Everyone has certain words they never want to hear. For Max, it’s that he’s ugly. He isn’t, of course. He’s ridiculously striking, a Norman Rockwell painting animated into life. But his knees and arms grew before the rest of him, and getting called gangly and awkward for years warped him into a man who desperately craves positive attention. Even now, in the thick of the worst I’ve ever felt, I understand why he’d cheated. He couldn’t not. With a sporty, fun woman who admires his work, it was game over.

My fatal flaw—the words that secretly kill me? Mom, different, weird. And he’s used them all.
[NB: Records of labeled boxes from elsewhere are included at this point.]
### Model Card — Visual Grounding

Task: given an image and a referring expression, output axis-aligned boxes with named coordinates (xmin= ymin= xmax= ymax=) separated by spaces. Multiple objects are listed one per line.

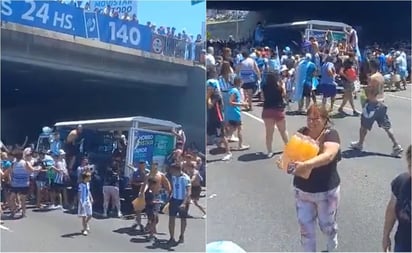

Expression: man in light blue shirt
xmin=319 ymin=56 xmax=337 ymax=112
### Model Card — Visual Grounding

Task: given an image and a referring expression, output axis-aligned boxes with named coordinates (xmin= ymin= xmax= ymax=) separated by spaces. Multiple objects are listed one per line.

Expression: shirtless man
xmin=350 ymin=59 xmax=403 ymax=156
xmin=187 ymin=161 xmax=206 ymax=219
xmin=140 ymin=162 xmax=172 ymax=233
xmin=65 ymin=125 xmax=83 ymax=170
xmin=309 ymin=37 xmax=321 ymax=71
xmin=128 ymin=160 xmax=149 ymax=232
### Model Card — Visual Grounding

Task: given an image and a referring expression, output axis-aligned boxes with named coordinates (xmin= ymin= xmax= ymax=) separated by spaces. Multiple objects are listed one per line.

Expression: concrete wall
xmin=1 ymin=24 xmax=193 ymax=87
xmin=1 ymin=24 xmax=206 ymax=151
xmin=179 ymin=66 xmax=206 ymax=151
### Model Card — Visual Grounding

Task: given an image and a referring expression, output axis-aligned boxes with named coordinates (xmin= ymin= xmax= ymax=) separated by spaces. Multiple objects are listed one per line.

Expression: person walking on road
xmin=350 ymin=59 xmax=403 ymax=156
xmin=222 ymin=76 xmax=249 ymax=161
xmin=168 ymin=163 xmax=192 ymax=246
xmin=5 ymin=149 xmax=39 ymax=218
xmin=78 ymin=172 xmax=93 ymax=235
xmin=382 ymin=145 xmax=412 ymax=252
xmin=286 ymin=105 xmax=341 ymax=252
xmin=236 ymin=51 xmax=261 ymax=111
xmin=262 ymin=72 xmax=288 ymax=158
xmin=319 ymin=55 xmax=337 ymax=112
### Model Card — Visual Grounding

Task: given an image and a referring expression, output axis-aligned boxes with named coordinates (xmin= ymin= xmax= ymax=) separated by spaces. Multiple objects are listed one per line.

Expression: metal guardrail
xmin=161 ymin=34 xmax=205 ymax=62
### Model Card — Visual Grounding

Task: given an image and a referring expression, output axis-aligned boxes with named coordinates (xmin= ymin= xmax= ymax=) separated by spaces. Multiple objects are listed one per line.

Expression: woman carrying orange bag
xmin=280 ymin=105 xmax=341 ymax=252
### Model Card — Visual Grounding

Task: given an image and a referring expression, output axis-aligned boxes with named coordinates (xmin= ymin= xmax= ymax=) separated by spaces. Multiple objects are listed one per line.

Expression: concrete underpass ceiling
xmin=1 ymin=61 xmax=172 ymax=107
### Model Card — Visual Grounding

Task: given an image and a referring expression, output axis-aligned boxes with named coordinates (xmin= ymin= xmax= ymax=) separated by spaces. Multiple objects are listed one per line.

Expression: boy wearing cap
xmin=128 ymin=160 xmax=149 ymax=232
xmin=222 ymin=76 xmax=249 ymax=161
xmin=168 ymin=163 xmax=192 ymax=246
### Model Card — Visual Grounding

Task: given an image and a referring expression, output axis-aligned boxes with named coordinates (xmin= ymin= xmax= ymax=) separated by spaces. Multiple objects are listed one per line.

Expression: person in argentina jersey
xmin=50 ymin=149 xmax=68 ymax=209
xmin=168 ymin=163 xmax=192 ymax=246
xmin=236 ymin=51 xmax=261 ymax=110
xmin=77 ymin=172 xmax=93 ymax=235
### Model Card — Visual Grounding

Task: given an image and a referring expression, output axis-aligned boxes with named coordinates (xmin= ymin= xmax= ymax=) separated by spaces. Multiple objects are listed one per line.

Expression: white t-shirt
xmin=205 ymin=54 xmax=216 ymax=65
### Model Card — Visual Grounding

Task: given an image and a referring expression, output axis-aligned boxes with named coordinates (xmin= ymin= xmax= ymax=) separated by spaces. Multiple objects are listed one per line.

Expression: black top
xmin=391 ymin=173 xmax=411 ymax=252
xmin=262 ymin=84 xmax=286 ymax=109
xmin=104 ymin=168 xmax=120 ymax=187
xmin=293 ymin=127 xmax=341 ymax=193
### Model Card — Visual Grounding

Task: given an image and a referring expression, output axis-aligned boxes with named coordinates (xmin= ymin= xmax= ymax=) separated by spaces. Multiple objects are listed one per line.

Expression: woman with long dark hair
xmin=262 ymin=72 xmax=288 ymax=157
xmin=382 ymin=145 xmax=412 ymax=252
xmin=280 ymin=105 xmax=341 ymax=252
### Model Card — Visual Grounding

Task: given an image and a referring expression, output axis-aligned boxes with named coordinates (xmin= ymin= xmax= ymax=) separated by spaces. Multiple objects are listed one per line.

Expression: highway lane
xmin=0 ymin=198 xmax=206 ymax=252
xmin=207 ymin=88 xmax=412 ymax=252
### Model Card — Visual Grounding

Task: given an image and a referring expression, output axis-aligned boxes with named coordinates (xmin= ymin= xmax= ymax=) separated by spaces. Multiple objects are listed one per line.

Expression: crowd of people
xmin=58 ymin=0 xmax=204 ymax=62
xmin=206 ymin=21 xmax=411 ymax=252
xmin=0 ymin=125 xmax=206 ymax=246
xmin=206 ymin=10 xmax=249 ymax=22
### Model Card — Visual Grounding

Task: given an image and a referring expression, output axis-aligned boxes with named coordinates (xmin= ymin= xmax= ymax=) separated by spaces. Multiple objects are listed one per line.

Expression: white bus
xmin=265 ymin=20 xmax=350 ymax=53
xmin=36 ymin=116 xmax=181 ymax=178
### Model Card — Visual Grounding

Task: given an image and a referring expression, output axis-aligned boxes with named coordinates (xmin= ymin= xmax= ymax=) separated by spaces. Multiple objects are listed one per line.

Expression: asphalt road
xmin=207 ymin=86 xmax=412 ymax=252
xmin=0 ymin=194 xmax=206 ymax=252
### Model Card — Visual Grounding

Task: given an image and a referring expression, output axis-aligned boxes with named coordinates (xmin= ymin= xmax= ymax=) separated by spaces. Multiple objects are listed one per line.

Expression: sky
xmin=137 ymin=0 xmax=206 ymax=37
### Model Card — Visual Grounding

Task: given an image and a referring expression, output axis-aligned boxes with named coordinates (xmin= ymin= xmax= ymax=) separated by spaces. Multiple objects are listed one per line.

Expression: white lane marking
xmin=385 ymin=93 xmax=412 ymax=101
xmin=0 ymin=225 xmax=13 ymax=232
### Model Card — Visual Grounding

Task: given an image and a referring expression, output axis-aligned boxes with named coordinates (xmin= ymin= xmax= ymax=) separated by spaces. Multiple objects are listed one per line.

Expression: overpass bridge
xmin=1 ymin=0 xmax=206 ymax=147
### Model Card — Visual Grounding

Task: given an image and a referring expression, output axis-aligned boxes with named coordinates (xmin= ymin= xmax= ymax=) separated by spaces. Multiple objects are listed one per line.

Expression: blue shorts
xmin=318 ymin=84 xmax=337 ymax=98
xmin=242 ymin=82 xmax=258 ymax=92
xmin=399 ymin=69 xmax=408 ymax=79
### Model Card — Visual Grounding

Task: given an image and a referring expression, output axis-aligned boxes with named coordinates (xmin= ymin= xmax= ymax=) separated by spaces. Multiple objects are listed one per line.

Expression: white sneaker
xmin=229 ymin=135 xmax=239 ymax=142
xmin=391 ymin=144 xmax=403 ymax=156
xmin=222 ymin=153 xmax=232 ymax=161
xmin=349 ymin=141 xmax=363 ymax=151
xmin=326 ymin=235 xmax=338 ymax=252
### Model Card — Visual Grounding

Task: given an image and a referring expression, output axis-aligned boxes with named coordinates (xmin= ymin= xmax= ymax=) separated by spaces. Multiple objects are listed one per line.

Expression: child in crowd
xmin=78 ymin=172 xmax=93 ymax=235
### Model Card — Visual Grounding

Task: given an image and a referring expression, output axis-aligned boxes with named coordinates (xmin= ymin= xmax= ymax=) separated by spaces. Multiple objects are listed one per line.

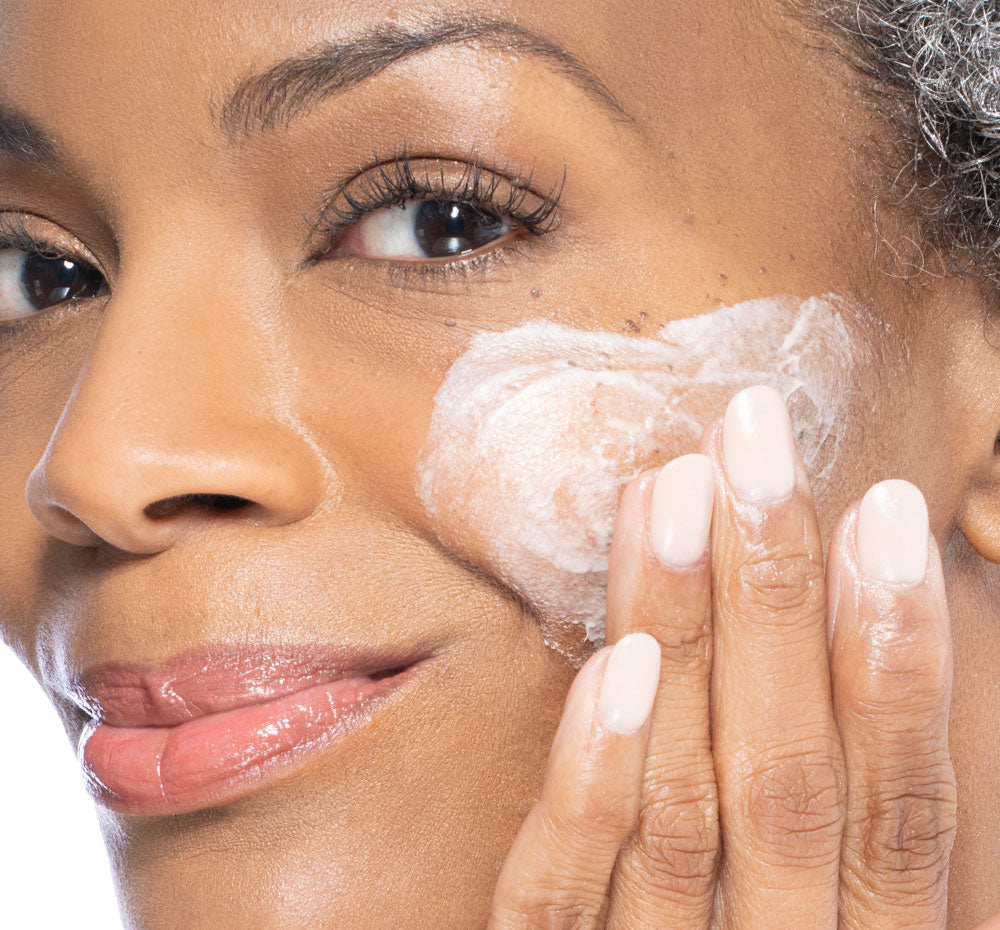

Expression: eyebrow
xmin=218 ymin=17 xmax=635 ymax=141
xmin=0 ymin=106 xmax=61 ymax=169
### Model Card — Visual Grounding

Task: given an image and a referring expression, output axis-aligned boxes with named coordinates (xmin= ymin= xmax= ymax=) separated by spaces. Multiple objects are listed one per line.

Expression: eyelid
xmin=0 ymin=206 xmax=110 ymax=278
xmin=306 ymin=146 xmax=566 ymax=265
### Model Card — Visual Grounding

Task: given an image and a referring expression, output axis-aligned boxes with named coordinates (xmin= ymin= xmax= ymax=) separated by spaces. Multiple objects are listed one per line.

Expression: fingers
xmin=829 ymin=481 xmax=956 ymax=930
xmin=702 ymin=387 xmax=844 ymax=930
xmin=607 ymin=455 xmax=719 ymax=930
xmin=487 ymin=633 xmax=660 ymax=930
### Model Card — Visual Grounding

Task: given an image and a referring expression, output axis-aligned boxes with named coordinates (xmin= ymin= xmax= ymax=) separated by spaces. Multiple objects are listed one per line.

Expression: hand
xmin=489 ymin=388 xmax=1000 ymax=930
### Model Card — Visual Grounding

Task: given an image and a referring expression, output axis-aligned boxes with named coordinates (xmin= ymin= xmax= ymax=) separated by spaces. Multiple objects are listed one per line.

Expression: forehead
xmin=0 ymin=0 xmax=640 ymax=129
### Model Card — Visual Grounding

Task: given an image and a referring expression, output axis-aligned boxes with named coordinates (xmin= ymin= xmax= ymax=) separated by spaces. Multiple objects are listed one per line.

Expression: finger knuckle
xmin=724 ymin=551 xmax=823 ymax=624
xmin=741 ymin=745 xmax=845 ymax=864
xmin=645 ymin=615 xmax=712 ymax=670
xmin=843 ymin=635 xmax=951 ymax=734
xmin=860 ymin=764 xmax=957 ymax=894
xmin=546 ymin=779 xmax=638 ymax=843
xmin=490 ymin=894 xmax=603 ymax=930
xmin=631 ymin=786 xmax=719 ymax=899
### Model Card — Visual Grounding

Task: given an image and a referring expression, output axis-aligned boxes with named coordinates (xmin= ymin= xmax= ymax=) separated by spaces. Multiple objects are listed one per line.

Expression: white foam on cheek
xmin=416 ymin=297 xmax=855 ymax=644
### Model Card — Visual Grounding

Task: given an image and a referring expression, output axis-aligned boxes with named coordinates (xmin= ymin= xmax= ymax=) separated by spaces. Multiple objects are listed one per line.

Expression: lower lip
xmin=79 ymin=666 xmax=415 ymax=815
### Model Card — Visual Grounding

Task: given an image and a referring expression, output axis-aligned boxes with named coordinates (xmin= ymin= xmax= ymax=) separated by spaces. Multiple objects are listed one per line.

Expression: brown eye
xmin=413 ymin=200 xmax=508 ymax=258
xmin=0 ymin=249 xmax=107 ymax=320
xmin=336 ymin=200 xmax=520 ymax=261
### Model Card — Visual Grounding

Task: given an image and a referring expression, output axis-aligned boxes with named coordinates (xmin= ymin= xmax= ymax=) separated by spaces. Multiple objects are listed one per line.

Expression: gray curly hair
xmin=817 ymin=0 xmax=1000 ymax=284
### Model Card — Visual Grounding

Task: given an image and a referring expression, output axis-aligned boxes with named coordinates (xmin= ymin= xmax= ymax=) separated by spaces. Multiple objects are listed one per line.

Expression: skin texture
xmin=0 ymin=0 xmax=1000 ymax=930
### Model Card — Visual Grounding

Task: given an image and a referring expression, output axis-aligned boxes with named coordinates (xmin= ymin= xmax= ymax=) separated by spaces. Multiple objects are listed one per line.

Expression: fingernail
xmin=722 ymin=385 xmax=795 ymax=504
xmin=597 ymin=633 xmax=660 ymax=734
xmin=857 ymin=478 xmax=930 ymax=585
xmin=649 ymin=454 xmax=715 ymax=568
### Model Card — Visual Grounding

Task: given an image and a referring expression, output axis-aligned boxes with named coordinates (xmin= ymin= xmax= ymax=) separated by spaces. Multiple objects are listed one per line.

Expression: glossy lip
xmin=72 ymin=646 xmax=430 ymax=815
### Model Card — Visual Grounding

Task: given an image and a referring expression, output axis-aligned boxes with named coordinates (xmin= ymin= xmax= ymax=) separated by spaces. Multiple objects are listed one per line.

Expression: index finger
xmin=703 ymin=387 xmax=845 ymax=930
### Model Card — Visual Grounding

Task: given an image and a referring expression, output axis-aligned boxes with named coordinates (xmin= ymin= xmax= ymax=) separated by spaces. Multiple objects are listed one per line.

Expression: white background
xmin=0 ymin=645 xmax=121 ymax=930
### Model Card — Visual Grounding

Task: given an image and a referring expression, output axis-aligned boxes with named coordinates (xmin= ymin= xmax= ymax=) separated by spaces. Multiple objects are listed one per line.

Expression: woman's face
xmin=0 ymin=0 xmax=1000 ymax=930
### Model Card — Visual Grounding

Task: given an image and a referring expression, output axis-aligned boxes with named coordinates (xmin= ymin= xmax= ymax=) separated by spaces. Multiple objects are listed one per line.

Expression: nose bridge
xmin=27 ymin=232 xmax=323 ymax=553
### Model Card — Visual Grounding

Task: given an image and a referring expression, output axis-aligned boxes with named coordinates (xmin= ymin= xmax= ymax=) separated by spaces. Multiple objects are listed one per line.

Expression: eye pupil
xmin=414 ymin=200 xmax=508 ymax=258
xmin=21 ymin=254 xmax=104 ymax=310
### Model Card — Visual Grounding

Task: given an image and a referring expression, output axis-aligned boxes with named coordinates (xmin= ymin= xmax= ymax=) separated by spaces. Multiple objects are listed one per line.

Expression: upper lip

I swallow back acid so I can speak. “Can you just go now? Please?”

Max is on his feet instantly, coffee abandoned. “Okay.”

I almost wish he’d ask if we can talk in a few days, try to schedule closure that I could sneer and reject, but… he doesn’t. Nor does he ask what I’m going to do now that I have nothing. Max goes to the front door of my brand-new apartment and leaves with a creak, then a click. I kind of wish the door would fall off its hinges, too. Explode. My best friend of six years breaking up with me, firing me, then leaving me in a new town—no, an entirely new state—merits a more dramatic exit.

But this is real life, not a movie, and real life is quiet when it destroys your dreams.

So I lean against the door. Feel the wood against my back. And breathe, in for five, out for five.

Then I look at my phone.

It’s 8:30 a.m. on a Tuesday. I was supposed to be at the Ignition practice facility at nine so I could start filming Arthur. My argumentative, self-centered, womanizing documentary subject, who’d seemed hell-bent on making my life at Ignition unfathomably difficult. Normally, I’d call a subject to let them know I can’t make our scheduled time, but the idea of speaking to another man who wants to hurt me is pretty unappealing right now.

What is appealing, though, is getting out of this apartment. And this town. And Texas.